Your locale preferences have been saved. We like to think that we have excellent support for English in pretalx, but if you encounter issues or errors, please contact us!

Accelerating ML Development with Multi-Modal Datasets: Leveraging Python, Parquets, and Daft
09-16, 13:00–13:20 (Asia/Jerusalem), Main Hall (30)
Language: עברית

Mobileye accelerates ML development with multi-modal datasets using Python, Parquets, and Daft. We will cover dataset formats, Daft’s capabilities, its usage examples, and its integration into Mobileye's cloud-native architecture.


Large-scale multi-modal datasets play a pivotal role in the development of computer vision solutions based on deep learning algorithms. Historically, different data formats have been used at various stages of the ML development life cycle to optimize specific tasks. During training, a sequential pass over the entire dataset is essential, while validation involves map-reduce operations.

In this talk, we’ll delve into how Mobileye leverages Python, Parquets, and Daft to streamline the AI development life cycle. We’ll explore the following key aspects:
- Dataset Formats and Reading Options - We’ll discuss various options for representing multi-modal datasets, and how choosing the right format impacts training and validation efficiency.
- What Is Daft - Daft is a high-performance Python query engine designed for handling complex, multimodal data types. Its Rust core engine executes operations lazily via Daft’s Expressions API. Additionally, Daft seamlessly integrates with essential Python libraries like PyTorch and offers efficient cloud storage integration.
- Examples of Daft Usage - Through practical examples, we’ll demonstrate how Daft simplifies working with multi-modal datasets. From loading data to preprocessing.
- Daft in a Cloud-Native Architecture - Learn how Daft seamlessly integrates into Mobileye’s cloud infrastructure. We’ll explore its role in enabling multi-tenant access to datasets, ensuring fast data retrieval, and maintaining a single source of truth.

Throughtout the talk We’ll discuss real-world scenarios showing how Daft accelerates the AI development lifecycle. Attendees will gain insights into best practices for leveraging Daft effectively.

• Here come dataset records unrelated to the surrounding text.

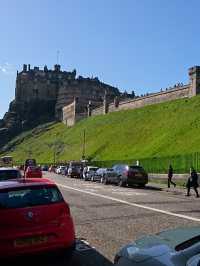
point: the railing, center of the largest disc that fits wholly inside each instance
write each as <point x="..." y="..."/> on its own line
<point x="180" y="163"/>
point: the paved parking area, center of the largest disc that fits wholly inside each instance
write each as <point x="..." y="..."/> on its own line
<point x="108" y="217"/>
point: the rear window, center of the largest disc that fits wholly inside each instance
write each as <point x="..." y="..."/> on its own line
<point x="31" y="196"/>
<point x="137" y="168"/>
<point x="9" y="174"/>
<point x="93" y="169"/>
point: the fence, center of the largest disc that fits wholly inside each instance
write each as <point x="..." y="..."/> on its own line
<point x="180" y="163"/>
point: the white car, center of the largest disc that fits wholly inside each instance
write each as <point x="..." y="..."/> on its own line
<point x="176" y="247"/>
<point x="89" y="172"/>
<point x="59" y="169"/>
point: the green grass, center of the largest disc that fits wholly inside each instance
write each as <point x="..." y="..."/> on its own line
<point x="161" y="130"/>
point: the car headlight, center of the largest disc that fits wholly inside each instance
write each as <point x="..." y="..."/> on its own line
<point x="116" y="259"/>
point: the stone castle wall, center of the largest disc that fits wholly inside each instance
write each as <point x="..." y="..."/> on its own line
<point x="155" y="98"/>
<point x="185" y="91"/>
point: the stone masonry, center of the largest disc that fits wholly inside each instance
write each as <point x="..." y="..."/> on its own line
<point x="40" y="95"/>
<point x="189" y="90"/>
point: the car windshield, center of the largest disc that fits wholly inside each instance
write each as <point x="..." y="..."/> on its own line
<point x="9" y="174"/>
<point x="136" y="168"/>
<point x="32" y="196"/>
<point x="93" y="169"/>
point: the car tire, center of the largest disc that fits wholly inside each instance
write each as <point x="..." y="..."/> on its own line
<point x="68" y="254"/>
<point x="121" y="183"/>
<point x="105" y="181"/>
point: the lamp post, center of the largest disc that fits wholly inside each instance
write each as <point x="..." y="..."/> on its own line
<point x="83" y="151"/>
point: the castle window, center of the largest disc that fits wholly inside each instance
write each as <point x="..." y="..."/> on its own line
<point x="35" y="92"/>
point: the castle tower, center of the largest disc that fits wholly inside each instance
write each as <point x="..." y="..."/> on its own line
<point x="194" y="74"/>
<point x="105" y="103"/>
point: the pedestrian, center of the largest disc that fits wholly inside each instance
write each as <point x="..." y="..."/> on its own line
<point x="170" y="175"/>
<point x="192" y="182"/>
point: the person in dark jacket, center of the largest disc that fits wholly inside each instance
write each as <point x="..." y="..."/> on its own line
<point x="170" y="175"/>
<point x="192" y="182"/>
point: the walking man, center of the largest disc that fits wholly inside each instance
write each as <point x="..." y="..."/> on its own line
<point x="192" y="182"/>
<point x="170" y="175"/>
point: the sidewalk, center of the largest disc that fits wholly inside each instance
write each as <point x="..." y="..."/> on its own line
<point x="178" y="190"/>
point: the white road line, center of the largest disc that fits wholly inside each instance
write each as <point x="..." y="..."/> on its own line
<point x="131" y="204"/>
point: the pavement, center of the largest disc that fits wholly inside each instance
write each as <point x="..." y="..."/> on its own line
<point x="107" y="217"/>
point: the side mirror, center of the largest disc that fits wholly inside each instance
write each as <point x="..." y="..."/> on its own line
<point x="194" y="261"/>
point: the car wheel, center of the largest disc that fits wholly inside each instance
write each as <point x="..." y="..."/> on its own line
<point x="121" y="183"/>
<point x="105" y="181"/>
<point x="68" y="254"/>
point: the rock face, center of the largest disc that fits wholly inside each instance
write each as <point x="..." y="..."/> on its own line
<point x="41" y="94"/>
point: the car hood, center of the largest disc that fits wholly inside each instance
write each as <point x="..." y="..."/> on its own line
<point x="157" y="245"/>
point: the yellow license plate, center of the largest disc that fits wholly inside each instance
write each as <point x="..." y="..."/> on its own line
<point x="138" y="175"/>
<point x="30" y="241"/>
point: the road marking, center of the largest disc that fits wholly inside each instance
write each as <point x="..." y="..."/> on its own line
<point x="131" y="204"/>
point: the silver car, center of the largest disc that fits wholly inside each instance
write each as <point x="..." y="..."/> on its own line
<point x="177" y="247"/>
<point x="110" y="177"/>
<point x="99" y="174"/>
<point x="89" y="172"/>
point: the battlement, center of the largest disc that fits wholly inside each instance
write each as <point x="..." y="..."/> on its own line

Expected experience level of participants

Intermediate

Target audience

R&D

Guy Pozer is an accomplished ML Software Engineering Team Lead at Mobileye, where he works on accelerating the ML lifecycle. His main areas of expertise lie in the optimization of the neural network training process, with a keen interest in everything from hardware acceleration to research process optimization. Guy leads the development of an SDK that empowers data scientists at Mobileye to research and deploy their solutions to Mobileye’s SOC. He is passionate about integrating the speed of system-level programming languages into the Python ecosystem. His work is a testament to his commitment to pushing the boundaries of what’s possible in the realm of machine learning.